Famous Last Words...

…I’m not ready yet? Nope. I’m not trying to write another entry with passages of a song, I’ll just be using Jars of Clay’s song title to describe the words “thought so” because indeed, those were the famous last words of, uhmm, wait, I know the person I’m talking about here is not really into reading blogs, but people who knew us both might take a peek so I might as well give that person a codename. Let’s try Kermit. Hahaha! (Hmm.. bakit kaya?! Hehe!) Ayun, si Kermit nga. Those were Kermit’s famous last words. Y’know what, Kermit? You should’ve just told me all the upsetting, unspoken words in your mind because, after all, I knew they were disappointing anyway. What’s the use of keeping it all inside when I already read it in your eyes the last time we spent time together? Too bad, I won’t have the chance to thank you personally for all the changes you brought into my life. You were the sweetest person who walked into my life… yep, past tense. I always thought you were the best that I even thought of welcoming you again if ever you decide to come back. But I guess our friendship never really mattered to you because you left just like that. I understand you, we only met last June and our friendship wasn’t fully developed. 6 months may not be enough for you to consider exchanging of formal, heartfelt goodbyes if ever you needed a moment of solitude; to organize your life on your own or without me in it. It never really occurred to me that it was just 6 months that we’ve known each other because it felt as if we’ve known each other for years! Ok, my fault. A wonderful thought like that, even how wonderful it is, is a step outside the boundaries of reality. Truth is, it was just 6 months for you, already 6 months for me.

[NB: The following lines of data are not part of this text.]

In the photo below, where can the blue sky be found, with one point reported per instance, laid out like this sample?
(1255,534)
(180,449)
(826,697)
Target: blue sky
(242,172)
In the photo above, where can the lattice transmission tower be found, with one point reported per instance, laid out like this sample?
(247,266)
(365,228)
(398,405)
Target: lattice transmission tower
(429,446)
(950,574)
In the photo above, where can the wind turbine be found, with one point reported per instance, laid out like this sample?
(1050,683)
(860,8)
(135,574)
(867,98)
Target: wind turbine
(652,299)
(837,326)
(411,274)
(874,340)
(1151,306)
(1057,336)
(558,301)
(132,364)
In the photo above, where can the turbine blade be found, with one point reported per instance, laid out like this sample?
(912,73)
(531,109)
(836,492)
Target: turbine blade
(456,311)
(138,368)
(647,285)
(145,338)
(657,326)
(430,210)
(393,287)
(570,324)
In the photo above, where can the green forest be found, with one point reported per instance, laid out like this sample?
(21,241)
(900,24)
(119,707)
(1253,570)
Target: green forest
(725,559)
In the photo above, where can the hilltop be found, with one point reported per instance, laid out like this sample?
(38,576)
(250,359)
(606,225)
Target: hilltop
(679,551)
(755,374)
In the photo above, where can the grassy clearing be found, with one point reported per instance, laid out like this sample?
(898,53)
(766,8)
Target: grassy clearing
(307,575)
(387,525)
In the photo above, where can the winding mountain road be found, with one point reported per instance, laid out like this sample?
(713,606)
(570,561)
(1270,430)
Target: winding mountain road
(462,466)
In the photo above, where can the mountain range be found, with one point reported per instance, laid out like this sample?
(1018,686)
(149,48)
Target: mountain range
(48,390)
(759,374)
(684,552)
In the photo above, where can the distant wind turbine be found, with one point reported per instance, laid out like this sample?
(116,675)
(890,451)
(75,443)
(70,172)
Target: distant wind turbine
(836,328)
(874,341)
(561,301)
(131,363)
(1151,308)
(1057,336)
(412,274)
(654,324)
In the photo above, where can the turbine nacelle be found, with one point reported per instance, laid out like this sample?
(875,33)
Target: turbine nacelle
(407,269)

I’m not waiting for you anymore. Waiting is a form a suicide, if I may quote a line from ate vanna’s poem. When you left, I thought my world has ended. But I realized that only in the dictionary that the words end and beginning are antonyms, because if we are to use them in life situations, they can be synonymous terms. When you ended something between us, something actually began. You departure was an indispensable element to the start of that something. I just hope that something good already began in your life.

One Last Wonderful Day

Friday night, I was at the LRT Recto station waiting for the next train to Santolan when I saw a woman carrying a child on her arms. She was talking with the security guards and though I’m not really interested in what they were talking about, I had an earshot of their conversation because I’m only a few steps away from them. The lady with the child said: “Sabi kasi nila patay na, e nasa palengke pa ako nun kaya nagmadali na lang ako umuwi, tapos nung dumating ako dumilat pa sya, kaya heto dinala ko agad.” I was intrigued so I looked again at the child who I barely noticed when I arrived there. I was taken aback by the sight of the little girl on the woman’s arms. The child is really, and I mean really, thin. How thin? Put your two fingers together and you’re already having a glimpse of her arm. I’m not being pessimistic here when I say that that child would only have but a few months to live with the kind of body she has. I turned my eyes away from the unbearable display of life’s reality and preoccupied my mind with other thoughts. I don’t want to stare a long time like what other people did. By staring at the mother and child, they thought they could show that they care, but I think watching people in such pitiful condition only shows the incapability of most of us to offer a help that is really needed because we conceive sympathy as a valuable aid when in fact it is not. I always refuse to sympathize, believing that I’m only allowing one to go for a dip in a drowning pool of self-pity when I try to commiserate. Anyway, thank God it’s already the last station and I managed not to look at the subject of murmurs and stares in the train. I decided to let the others go first to avoid having the glimpse of that little girl, but when I was about to go down the stairs, I saw the little girl. She saw me too. Our eyes met. I turned my back because my eyes welled with tears. I couldn’t control the crying. I cried not because I pitied her frail body or because of the idea that one mother will lose a child anytime soon. I cried because I didn’t see any sign of unhappiness or pain in the child’s eyes. I’m not saying that she was otherwise, but I think what I saw was acceptance of fate, that she is ready to let go.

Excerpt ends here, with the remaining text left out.